Конечно, лейтенант понимал, что без врачебной помощи ему с такой раной жить недолго. Срочно нужен врач. Лицо летчика распухло. Губы посинели. Врач. Хотя бы фельдшер. Но где его возьмешь? И тут Воронцов вспомнил, как в дороге один из немцев, тот, который во время захвата был мертвецки пьян и очнулся только в лесу, часто поглядывал на повозку с лейтенантом. Однажды подошел к нему и что-то сказал, указывая на повязку. Что-то его не устраивало либо в том, как была наложена повязка, либо он все же имел в виду состояние раненого.

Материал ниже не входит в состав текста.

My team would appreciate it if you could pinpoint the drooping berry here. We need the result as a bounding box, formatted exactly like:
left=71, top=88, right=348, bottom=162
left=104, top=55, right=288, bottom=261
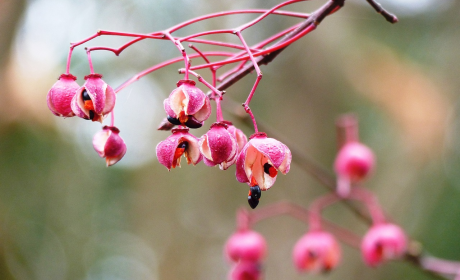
left=264, top=162, right=278, bottom=178
left=185, top=117, right=203, bottom=128
left=292, top=231, right=341, bottom=272
left=93, top=126, right=126, bottom=166
left=163, top=80, right=211, bottom=128
left=166, top=115, right=181, bottom=125
left=82, top=89, right=91, bottom=101
left=361, top=224, right=407, bottom=267
left=172, top=141, right=188, bottom=168
left=46, top=74, right=80, bottom=118
left=225, top=230, right=267, bottom=262
left=248, top=186, right=262, bottom=209
left=82, top=89, right=94, bottom=120
left=236, top=132, right=292, bottom=191
left=249, top=186, right=262, bottom=200
left=70, top=74, right=116, bottom=123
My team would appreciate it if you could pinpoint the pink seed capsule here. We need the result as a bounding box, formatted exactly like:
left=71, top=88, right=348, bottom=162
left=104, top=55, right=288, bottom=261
left=46, top=74, right=80, bottom=117
left=228, top=261, right=262, bottom=280
left=225, top=230, right=267, bottom=262
left=361, top=224, right=407, bottom=266
left=93, top=126, right=126, bottom=166
left=334, top=142, right=375, bottom=182
left=293, top=231, right=341, bottom=272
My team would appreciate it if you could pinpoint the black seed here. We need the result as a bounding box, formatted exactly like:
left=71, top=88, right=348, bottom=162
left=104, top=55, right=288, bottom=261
left=166, top=116, right=181, bottom=125
left=185, top=118, right=203, bottom=128
left=248, top=196, right=259, bottom=209
left=264, top=162, right=272, bottom=175
left=82, top=89, right=91, bottom=100
left=249, top=186, right=262, bottom=200
left=177, top=142, right=188, bottom=149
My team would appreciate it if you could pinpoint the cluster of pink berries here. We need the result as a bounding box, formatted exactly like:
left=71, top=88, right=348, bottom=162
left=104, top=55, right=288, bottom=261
left=224, top=223, right=407, bottom=280
left=46, top=73, right=126, bottom=166
left=156, top=80, right=291, bottom=208
left=47, top=74, right=291, bottom=208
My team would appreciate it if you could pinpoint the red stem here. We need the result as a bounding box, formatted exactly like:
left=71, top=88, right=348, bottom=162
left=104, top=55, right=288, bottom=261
left=86, top=51, right=94, bottom=74
left=115, top=52, right=233, bottom=93
left=165, top=9, right=308, bottom=33
left=237, top=201, right=360, bottom=248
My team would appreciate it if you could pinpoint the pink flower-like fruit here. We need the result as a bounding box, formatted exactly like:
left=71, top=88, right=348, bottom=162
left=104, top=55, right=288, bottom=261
left=292, top=231, right=341, bottom=272
left=224, top=121, right=248, bottom=153
left=228, top=261, right=262, bottom=280
left=46, top=74, right=80, bottom=117
left=156, top=127, right=202, bottom=170
left=71, top=74, right=116, bottom=123
left=93, top=126, right=126, bottom=166
left=163, top=80, right=211, bottom=128
left=236, top=132, right=292, bottom=191
left=198, top=122, right=238, bottom=170
left=225, top=230, right=267, bottom=262
left=361, top=224, right=407, bottom=267
left=334, top=142, right=375, bottom=182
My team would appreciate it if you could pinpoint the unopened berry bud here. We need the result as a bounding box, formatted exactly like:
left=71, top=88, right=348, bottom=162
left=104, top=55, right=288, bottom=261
left=46, top=74, right=80, bottom=117
left=334, top=142, right=375, bottom=182
left=361, top=224, right=407, bottom=266
left=293, top=231, right=341, bottom=272
left=225, top=230, right=267, bottom=262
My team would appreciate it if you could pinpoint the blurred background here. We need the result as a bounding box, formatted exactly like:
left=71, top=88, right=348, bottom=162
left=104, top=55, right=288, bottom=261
left=0, top=0, right=460, bottom=280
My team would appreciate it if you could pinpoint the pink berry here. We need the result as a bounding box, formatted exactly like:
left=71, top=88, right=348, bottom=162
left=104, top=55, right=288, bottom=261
left=225, top=230, right=267, bottom=262
left=71, top=74, right=116, bottom=123
left=361, top=224, right=407, bottom=266
left=93, top=126, right=126, bottom=166
left=198, top=122, right=238, bottom=170
left=163, top=80, right=211, bottom=128
left=46, top=74, right=80, bottom=117
left=334, top=142, right=375, bottom=182
left=293, top=231, right=341, bottom=272
left=156, top=127, right=203, bottom=170
left=236, top=132, right=292, bottom=191
left=228, top=261, right=262, bottom=280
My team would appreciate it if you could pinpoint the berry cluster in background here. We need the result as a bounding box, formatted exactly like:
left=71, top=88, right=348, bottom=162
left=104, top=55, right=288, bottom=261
left=47, top=0, right=460, bottom=280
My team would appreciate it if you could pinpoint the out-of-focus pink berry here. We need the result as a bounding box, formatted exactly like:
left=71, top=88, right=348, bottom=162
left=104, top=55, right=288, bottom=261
left=156, top=127, right=202, bottom=170
left=361, top=224, right=407, bottom=266
left=334, top=142, right=375, bottom=182
left=228, top=261, right=262, bottom=280
left=71, top=74, right=116, bottom=123
left=225, top=230, right=267, bottom=262
left=198, top=122, right=238, bottom=170
left=163, top=80, right=211, bottom=128
left=46, top=74, right=80, bottom=117
left=224, top=121, right=248, bottom=153
left=236, top=132, right=292, bottom=191
left=93, top=126, right=126, bottom=166
left=293, top=231, right=341, bottom=272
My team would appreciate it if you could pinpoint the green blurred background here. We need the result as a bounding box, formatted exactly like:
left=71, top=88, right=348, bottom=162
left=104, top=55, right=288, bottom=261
left=0, top=0, right=460, bottom=280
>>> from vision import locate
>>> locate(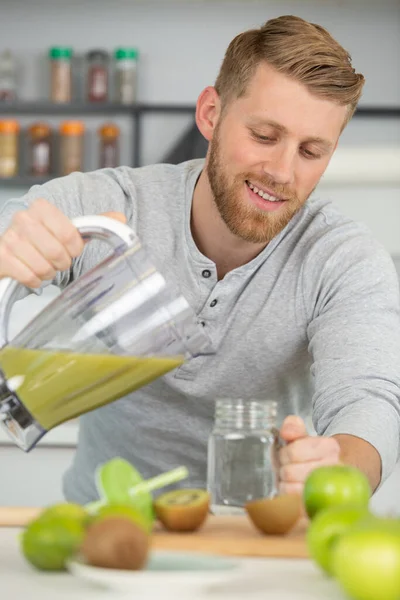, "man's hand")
[279,415,341,495]
[0,199,126,288]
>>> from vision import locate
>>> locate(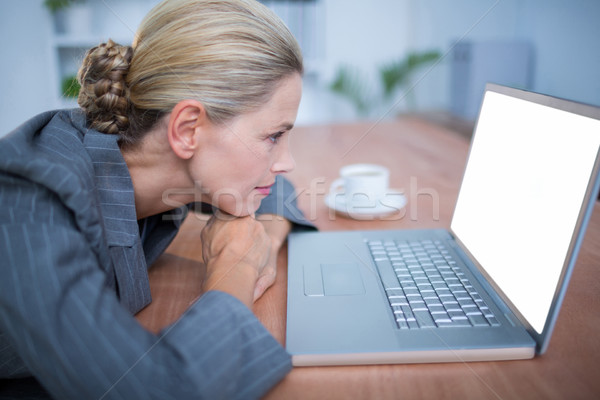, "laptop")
[286,84,600,366]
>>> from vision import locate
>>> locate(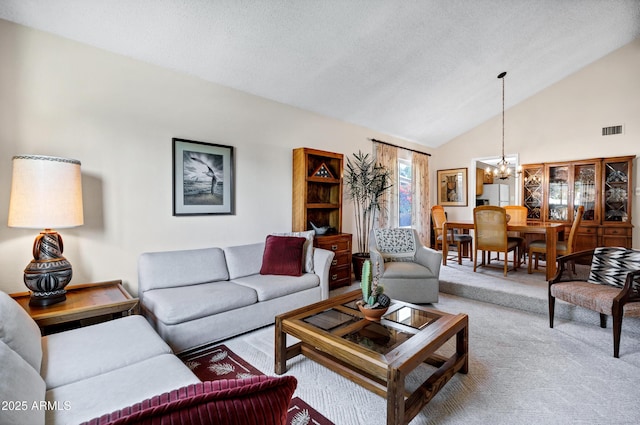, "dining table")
[442,220,564,280]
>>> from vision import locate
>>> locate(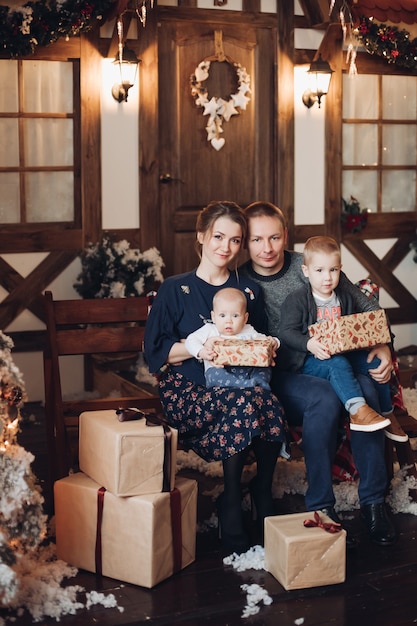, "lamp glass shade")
[308,55,333,96]
[114,46,139,88]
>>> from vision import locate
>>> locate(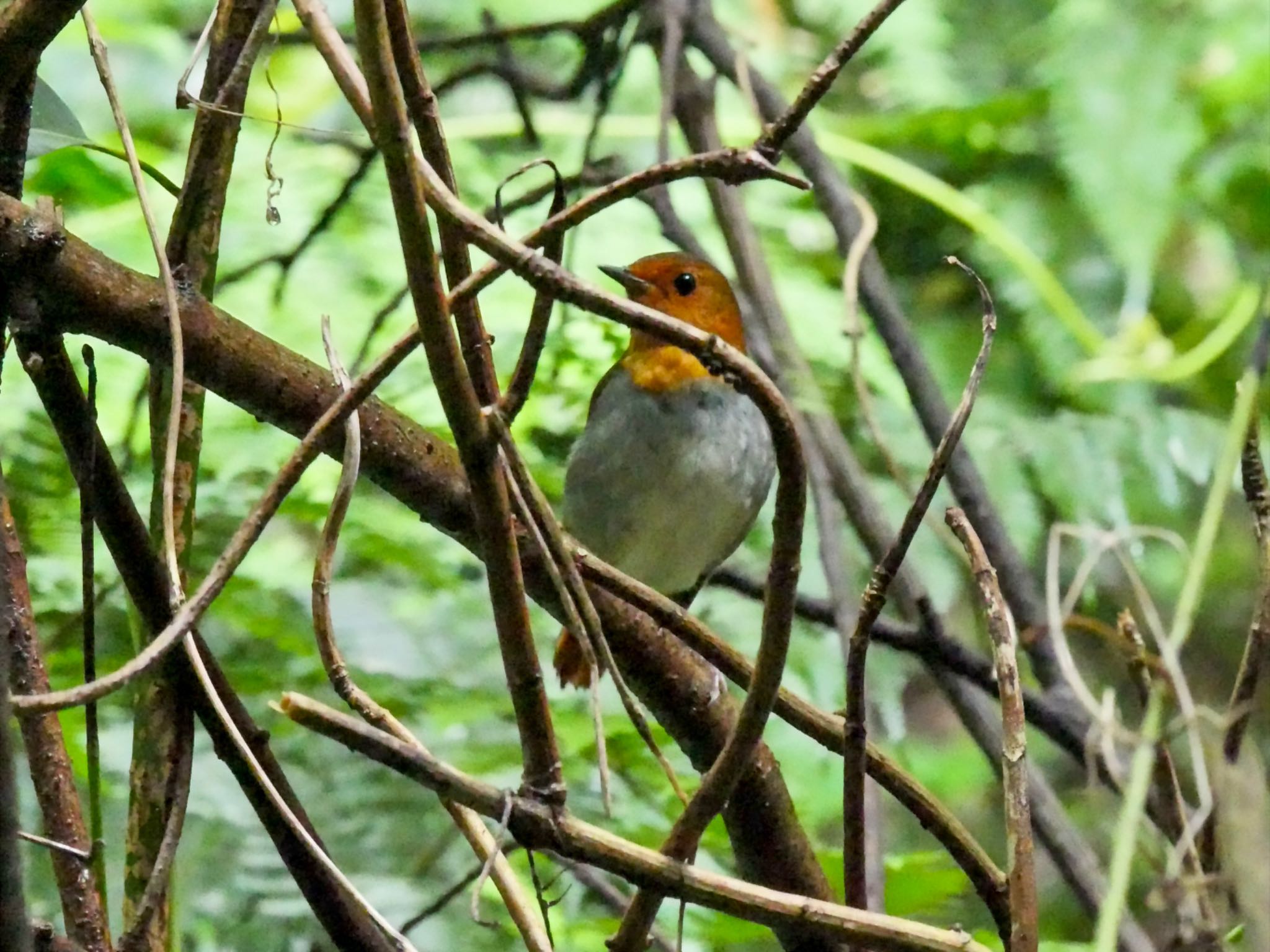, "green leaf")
[1041,0,1202,293]
[27,76,89,161]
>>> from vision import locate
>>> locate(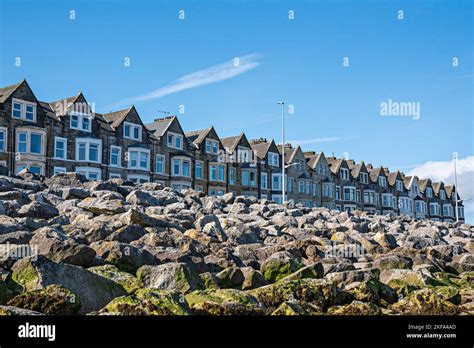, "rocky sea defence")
[0,171,474,315]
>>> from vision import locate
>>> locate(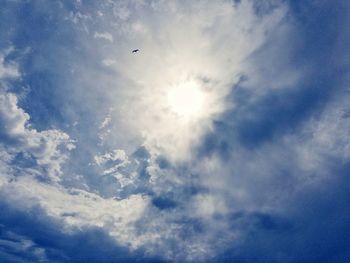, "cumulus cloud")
[0,0,350,262]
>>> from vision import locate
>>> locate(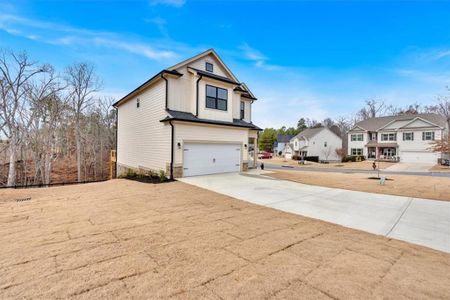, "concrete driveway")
[385,163,434,172]
[180,173,450,253]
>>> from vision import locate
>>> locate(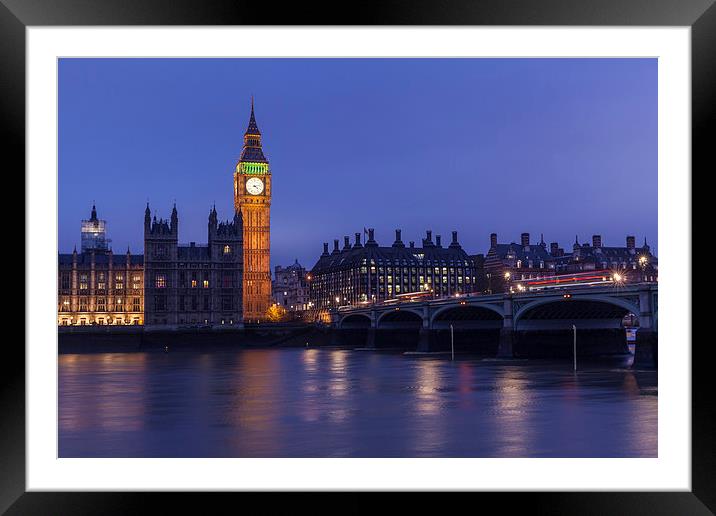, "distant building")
[308,229,477,309]
[273,260,310,312]
[144,205,244,327]
[555,235,658,282]
[485,233,556,293]
[80,204,108,253]
[485,233,658,293]
[57,206,144,326]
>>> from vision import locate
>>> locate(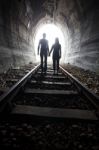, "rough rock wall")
[0,0,35,72]
[57,0,99,72]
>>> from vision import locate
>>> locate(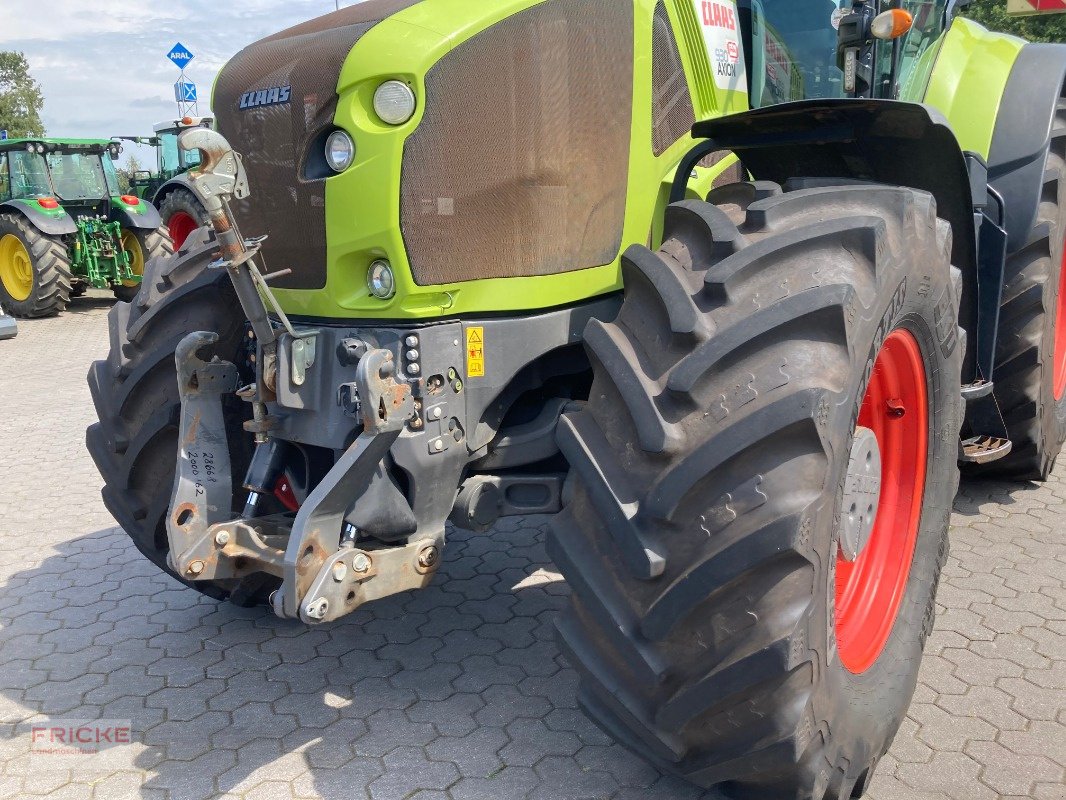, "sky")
[0,0,352,163]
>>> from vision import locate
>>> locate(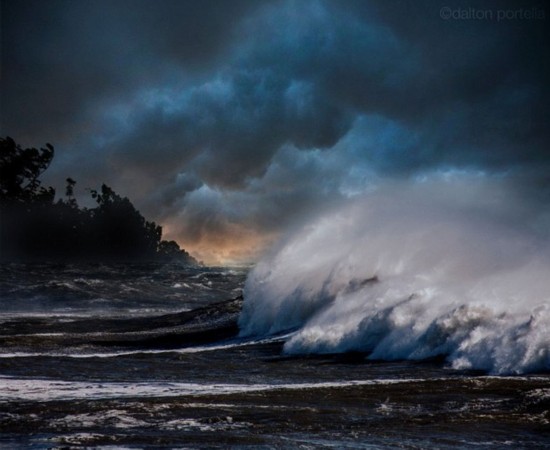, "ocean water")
[0,258,550,449]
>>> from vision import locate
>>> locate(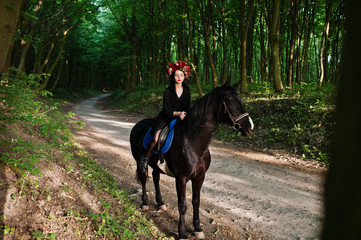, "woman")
[139,60,191,172]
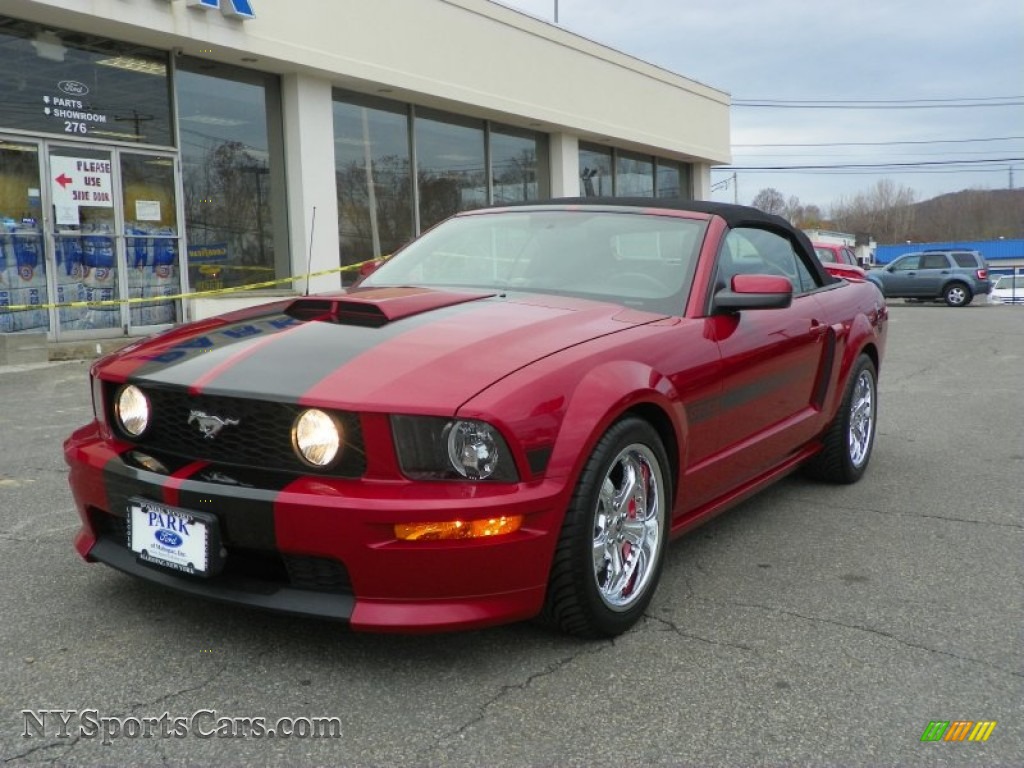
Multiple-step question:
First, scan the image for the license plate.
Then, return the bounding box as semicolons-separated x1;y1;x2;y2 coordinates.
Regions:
128;499;221;577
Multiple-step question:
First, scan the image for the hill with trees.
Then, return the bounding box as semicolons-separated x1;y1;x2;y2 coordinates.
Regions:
752;179;1024;243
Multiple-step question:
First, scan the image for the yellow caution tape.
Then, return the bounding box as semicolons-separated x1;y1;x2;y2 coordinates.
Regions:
0;259;378;314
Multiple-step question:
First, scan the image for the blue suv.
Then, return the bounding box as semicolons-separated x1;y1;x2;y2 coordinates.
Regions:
867;251;992;306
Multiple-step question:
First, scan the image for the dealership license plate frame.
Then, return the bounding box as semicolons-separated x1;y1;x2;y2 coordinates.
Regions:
126;499;224;579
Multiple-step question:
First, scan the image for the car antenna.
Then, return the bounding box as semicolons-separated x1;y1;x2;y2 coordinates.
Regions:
305;206;316;296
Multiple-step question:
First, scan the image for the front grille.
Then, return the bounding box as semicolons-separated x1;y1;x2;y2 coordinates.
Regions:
285;555;352;595
115;387;366;477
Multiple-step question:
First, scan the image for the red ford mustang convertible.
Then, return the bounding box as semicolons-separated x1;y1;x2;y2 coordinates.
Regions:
65;199;887;637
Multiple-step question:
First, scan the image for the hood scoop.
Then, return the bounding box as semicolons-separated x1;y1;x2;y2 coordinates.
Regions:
285;288;496;328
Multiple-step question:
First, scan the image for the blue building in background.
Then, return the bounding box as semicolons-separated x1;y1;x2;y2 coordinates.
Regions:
874;240;1024;274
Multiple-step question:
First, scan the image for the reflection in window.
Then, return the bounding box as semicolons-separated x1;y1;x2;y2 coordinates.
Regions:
416;110;487;230
0;16;172;146
176;59;290;290
615;152;654;198
334;94;413;283
121;153;180;326
490;126;548;203
654;159;692;200
334;90;550;264
580;142;614;198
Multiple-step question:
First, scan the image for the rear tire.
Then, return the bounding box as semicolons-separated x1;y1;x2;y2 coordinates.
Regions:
806;354;879;484
942;283;974;306
539;417;672;638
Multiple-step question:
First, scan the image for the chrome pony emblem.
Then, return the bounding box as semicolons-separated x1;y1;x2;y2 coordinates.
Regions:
188;411;239;440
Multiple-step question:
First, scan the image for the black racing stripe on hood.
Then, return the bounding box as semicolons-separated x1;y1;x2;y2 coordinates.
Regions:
123;312;302;379
190;302;475;402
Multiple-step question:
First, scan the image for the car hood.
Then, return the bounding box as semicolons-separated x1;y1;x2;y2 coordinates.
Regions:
95;288;664;414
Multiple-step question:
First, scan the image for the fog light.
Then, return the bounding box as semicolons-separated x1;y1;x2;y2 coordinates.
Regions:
394;515;522;542
292;408;342;467
114;384;150;437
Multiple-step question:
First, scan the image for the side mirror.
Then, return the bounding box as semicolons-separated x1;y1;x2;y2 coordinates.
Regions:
714;274;793;312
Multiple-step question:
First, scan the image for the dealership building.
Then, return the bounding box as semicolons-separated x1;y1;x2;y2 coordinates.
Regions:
0;0;730;340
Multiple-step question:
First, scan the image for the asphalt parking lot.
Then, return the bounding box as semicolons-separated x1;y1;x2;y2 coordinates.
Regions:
0;302;1024;766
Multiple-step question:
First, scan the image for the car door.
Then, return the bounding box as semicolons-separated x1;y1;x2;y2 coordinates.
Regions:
883;253;923;298
684;227;836;504
914;253;952;298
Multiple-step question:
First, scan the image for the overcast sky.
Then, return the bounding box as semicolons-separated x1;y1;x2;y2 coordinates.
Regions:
491;0;1024;210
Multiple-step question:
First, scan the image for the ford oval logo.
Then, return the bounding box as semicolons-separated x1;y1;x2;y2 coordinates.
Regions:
57;80;89;96
156;528;184;549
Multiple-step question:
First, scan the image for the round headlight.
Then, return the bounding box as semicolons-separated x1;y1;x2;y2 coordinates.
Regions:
292;408;342;467
447;421;501;480
114;384;150;437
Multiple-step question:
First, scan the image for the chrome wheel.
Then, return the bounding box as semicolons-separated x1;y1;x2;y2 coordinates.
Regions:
848;369;874;469
593;443;666;611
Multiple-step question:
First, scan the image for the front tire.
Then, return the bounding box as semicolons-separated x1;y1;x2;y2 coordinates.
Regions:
540;417;672;638
807;354;879;484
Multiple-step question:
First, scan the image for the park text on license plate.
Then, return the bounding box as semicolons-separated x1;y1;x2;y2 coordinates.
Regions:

Но Калюжный оттолкнул немца, видимо, думая, что тот снова претендует на то, чтобы его везли на телеге. Немец покачал головой и снова дважды повторил незнакомое слово. Он сказал: «Eine Geschwulst». Гешвульст, гешвульст, повторял про себя Воронцов, пытаясь выловить из памяти перевод этого слова. Опухоль! Точно, немец сказал, что у лейтенанта начинается опухоль! Значит, он хотел их о чем-то предупредить. А может, он, тот проспавшийся пьяница, и есть фельдшер или даже врач?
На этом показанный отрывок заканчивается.